RNA-seq is a next generation sequencing method that allows us to obtain a snapshot of the RNA present in a sample and estimate its abundance. RNA-Seq provides a comprehensive gene expression profile and helps to quantify and annotate genes and isoforms. The ability to quantify the level at which a particular gene is expressed in a cell, tissue or organism provides us with valuable biological information. For example, measuring gene expression can help to:
- Identify viral infection of a cell (viral protein expression);
- Determine an individual's susceptibility to cancer (oncogene expression);
- Find if a bacterial strain is resistant to penicillin (beta-lactamase expression).
Ideally, measurement of expression should be done by detecting the final gene product (for many genes this is a protein); however, technically it is often easier to detect one of the protein precursors — typically mRNA — and infer gene expression level from there.
Several important factors make analysis of RNA-seq data complex:
- Most of the sequencing platforms only allow for up to 400 bp read length (but see PacBio and Oxford Nanopore). Therefore, reads are generally too short to cover an expressed gene region entirely and are thus called ‘partial transcripts’.
- Some fraction of the sequencing reads in an RNA-seq experiment align to non-contiguous segments of the genome. Such reads are called "junction reads" — that is, reads that span the site of a splice in mRNA. Junction reads allow us to identify sites of alternative splicing, but can be complex to map and identify.
- In RNA-seq experiments, there are some sources of systematic variation that should be eliminated from RNA-seq data before the differential expression (DE) analysis.
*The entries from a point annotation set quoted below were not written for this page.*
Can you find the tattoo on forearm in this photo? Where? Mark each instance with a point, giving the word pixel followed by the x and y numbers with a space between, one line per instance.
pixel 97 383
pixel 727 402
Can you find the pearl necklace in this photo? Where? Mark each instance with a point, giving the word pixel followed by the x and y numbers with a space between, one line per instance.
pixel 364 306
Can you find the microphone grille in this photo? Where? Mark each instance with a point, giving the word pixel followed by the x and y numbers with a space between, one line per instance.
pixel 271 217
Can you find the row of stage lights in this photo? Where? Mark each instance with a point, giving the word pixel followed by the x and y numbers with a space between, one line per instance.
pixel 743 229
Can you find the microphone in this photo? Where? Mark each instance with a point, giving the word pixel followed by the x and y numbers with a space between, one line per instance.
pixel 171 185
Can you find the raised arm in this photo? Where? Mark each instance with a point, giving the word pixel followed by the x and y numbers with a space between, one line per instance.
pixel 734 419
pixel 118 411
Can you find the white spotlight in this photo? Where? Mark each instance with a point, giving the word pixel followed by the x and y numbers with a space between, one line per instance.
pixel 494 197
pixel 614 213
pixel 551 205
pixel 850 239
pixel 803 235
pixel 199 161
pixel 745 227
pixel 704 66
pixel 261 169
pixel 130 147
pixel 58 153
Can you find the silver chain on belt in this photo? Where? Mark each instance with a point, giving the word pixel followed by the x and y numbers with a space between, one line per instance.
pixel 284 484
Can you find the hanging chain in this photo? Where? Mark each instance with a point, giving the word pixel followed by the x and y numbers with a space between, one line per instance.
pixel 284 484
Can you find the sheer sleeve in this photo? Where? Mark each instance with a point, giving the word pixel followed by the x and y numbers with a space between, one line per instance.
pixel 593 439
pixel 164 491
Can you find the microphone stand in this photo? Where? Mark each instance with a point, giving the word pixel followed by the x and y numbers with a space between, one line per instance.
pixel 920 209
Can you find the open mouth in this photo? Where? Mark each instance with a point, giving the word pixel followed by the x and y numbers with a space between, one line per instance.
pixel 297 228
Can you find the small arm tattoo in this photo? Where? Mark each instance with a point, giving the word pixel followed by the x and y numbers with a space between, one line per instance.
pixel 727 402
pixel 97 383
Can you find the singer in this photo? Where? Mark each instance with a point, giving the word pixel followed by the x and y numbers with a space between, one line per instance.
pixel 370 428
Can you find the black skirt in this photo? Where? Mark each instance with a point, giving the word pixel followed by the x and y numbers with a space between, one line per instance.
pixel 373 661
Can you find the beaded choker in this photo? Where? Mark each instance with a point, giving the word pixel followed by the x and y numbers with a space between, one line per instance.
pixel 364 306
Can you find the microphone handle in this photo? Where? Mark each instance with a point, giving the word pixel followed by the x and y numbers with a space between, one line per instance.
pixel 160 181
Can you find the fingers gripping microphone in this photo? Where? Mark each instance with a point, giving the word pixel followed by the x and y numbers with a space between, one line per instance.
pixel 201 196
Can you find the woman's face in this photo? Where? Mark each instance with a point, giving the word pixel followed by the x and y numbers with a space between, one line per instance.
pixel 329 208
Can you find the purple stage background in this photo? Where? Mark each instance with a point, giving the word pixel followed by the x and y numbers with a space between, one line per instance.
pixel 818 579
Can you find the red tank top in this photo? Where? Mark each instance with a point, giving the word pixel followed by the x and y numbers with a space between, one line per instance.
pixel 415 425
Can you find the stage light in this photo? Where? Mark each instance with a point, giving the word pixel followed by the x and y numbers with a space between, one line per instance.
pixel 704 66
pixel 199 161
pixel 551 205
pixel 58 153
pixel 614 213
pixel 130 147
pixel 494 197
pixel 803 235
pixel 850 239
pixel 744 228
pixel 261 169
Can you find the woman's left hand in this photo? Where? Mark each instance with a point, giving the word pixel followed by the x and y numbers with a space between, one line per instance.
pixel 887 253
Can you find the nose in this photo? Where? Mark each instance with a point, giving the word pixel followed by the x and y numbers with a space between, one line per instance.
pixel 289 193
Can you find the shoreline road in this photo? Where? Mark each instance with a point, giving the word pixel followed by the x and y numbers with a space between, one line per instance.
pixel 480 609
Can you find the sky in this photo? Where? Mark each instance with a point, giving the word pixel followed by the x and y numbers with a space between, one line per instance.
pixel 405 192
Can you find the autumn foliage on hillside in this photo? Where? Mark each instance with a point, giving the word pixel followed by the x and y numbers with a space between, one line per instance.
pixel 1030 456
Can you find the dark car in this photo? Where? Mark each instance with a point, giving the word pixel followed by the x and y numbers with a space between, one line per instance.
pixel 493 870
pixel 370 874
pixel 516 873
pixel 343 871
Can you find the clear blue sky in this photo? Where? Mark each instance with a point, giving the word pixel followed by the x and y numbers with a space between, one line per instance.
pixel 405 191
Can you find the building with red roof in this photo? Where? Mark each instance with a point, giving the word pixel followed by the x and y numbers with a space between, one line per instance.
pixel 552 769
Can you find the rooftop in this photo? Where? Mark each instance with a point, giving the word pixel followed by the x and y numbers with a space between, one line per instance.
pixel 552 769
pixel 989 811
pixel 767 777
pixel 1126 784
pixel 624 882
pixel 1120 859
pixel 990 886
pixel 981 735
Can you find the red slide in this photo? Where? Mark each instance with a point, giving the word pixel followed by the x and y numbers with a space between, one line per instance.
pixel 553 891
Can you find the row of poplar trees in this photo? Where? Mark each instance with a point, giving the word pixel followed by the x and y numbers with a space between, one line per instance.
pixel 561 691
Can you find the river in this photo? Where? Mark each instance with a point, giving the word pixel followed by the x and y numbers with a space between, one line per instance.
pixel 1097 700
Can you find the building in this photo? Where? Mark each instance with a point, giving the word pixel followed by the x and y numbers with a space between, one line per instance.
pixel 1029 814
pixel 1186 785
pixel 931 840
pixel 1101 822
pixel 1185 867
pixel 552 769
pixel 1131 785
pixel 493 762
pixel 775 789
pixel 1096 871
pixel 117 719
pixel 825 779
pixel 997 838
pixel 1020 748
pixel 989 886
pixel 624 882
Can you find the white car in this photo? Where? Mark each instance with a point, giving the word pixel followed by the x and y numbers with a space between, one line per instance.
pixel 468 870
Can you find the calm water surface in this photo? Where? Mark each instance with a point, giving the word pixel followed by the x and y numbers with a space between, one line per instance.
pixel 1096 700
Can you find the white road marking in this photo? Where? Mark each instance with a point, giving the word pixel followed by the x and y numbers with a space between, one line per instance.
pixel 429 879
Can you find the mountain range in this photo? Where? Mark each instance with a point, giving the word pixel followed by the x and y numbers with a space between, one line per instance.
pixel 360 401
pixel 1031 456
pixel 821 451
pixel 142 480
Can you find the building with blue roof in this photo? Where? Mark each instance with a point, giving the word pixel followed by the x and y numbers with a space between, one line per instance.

In particular, such variations include between-sample differences such as library size (sequencing depth) or within-sample differences, for example, in gene length, guanine-cytosine (GC) content or unwanted variation introduced by the batch effect.
A critical step in the RNA-seq data analysis is the alignment of partial transcript reads to a reference genome sequence. Reference-based alignment methods utilize the sequence of each read to find a potential mapping location either by an exact match for a reference or by scoring sequence similarity.